For nearly all of the 31 years that I’ve lived in Jerusalem, I’ve felt that this is where history happens, that my old friends in America are merely in the bleachers. For the past few months, and especially last night, the roles were reversed. Over there, back in the old country, they were making the world new, while we could only watch, applaud, and envy the renewal of hope. Yesterday was a rare moment that I wished I was over there – standing in an unexpected line to vote, celebrating afterward with friends in the streets of Washington, New York or Chicago, getting up this morning wondering what special blessing a religious Jews should say for such an event.

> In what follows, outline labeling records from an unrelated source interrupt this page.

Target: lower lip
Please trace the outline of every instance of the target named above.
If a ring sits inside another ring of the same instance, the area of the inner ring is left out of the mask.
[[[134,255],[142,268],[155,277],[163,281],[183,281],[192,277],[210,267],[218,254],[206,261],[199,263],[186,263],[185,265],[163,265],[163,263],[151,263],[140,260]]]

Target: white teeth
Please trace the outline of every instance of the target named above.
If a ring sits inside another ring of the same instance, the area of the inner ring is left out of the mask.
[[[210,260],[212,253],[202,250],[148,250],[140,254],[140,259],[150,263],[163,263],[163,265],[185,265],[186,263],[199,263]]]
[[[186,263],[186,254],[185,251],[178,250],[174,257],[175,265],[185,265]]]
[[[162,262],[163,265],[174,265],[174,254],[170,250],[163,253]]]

Hope is in short supply here. Next week in Jerusalem, we will have a local election in which the choice of candidates is, as Yossi Sarid put it well – he puts it well so often – a choice between plague and contagion. In February, we’ll have yet another national election. They come altogether too often, offering much too little. The only candidate with the ability to give a speech is the candidate of fear, of being very afraid, Bibi Netanyahu. Tzipi Livni, the only other realistic contender, has defined the election as a decision on whether to continue the peace process. (As leader of Labor, Ehud Barak seems destined to lead the party from irrelevance to extinction.)
Livni is right, in the sense that the election could decide whether Israel will willingly participate in talks. Whether she intends to complete those talks is a separate issue. If she had truly recovered from her rightwing past, if she fully understood how close this country is to losing the chance for a two-state solution, she could have avoided elections. She could have formed a coalition including Meretz and at least of the Arab parties, finally treating Arab voters as equal partners in the country’s future. There’s no sign she even considered that opportunity for courage.
So far, the only quality that Livni seems to share with Obama is being coolheaded. She will not give speeches that inspire. She has not yet shown willingness to confront Israelis with the choices ahead of us, demand that we give up illusions in order to make a better future.
To be fair, one reason that Americans could talk about hope and change is that there problems are largely internal. That includes the old racial hatreds that were rejected yesterday. Much as the Republicans tried to define the dangers as external, as a vast juggernaut of terror threatening America, most American have gained enough distance from 9/11 to realize that drastic mismanagement was a greater threat.
For Israel to move forward, its Jewish majority must understand that the deepest threat to a Jewish state’s future is our entanglement in the occupied territories. If not ended, that entanglement will lead us to the one-state non-solution, to a state built on an internal eternal ethnic conflict.
The fact that we do face very real external threats makes it much more difficult for any politician to help us see that the shadow of what we fear is much bigger than the thing itself. It’s hard to draw the line between rational and irrational fear. Hope is more difficult to convey under such circumstances, much as its needed. Livni does not seem like the one who will convey it.
Nonetheless, the US election could effect Israeli politics in two ways. As a pageant, a vast morality play, it has taught the lesson that a nation can reinvent itself. On some instinctive emotional level, some Israelis might resonate.
Practically speaking, if President-elect Obama (what a lovely set of words) makes it clear that he wants to pursue Israeli-Palestinian diplomacy, Israeli voters might ask themselves which prime minister will be better suited to maintain our relations with the Empire – the candidate of fear, or the candidate of negotiation.
At least, I’d like to hope that voters will ask that question.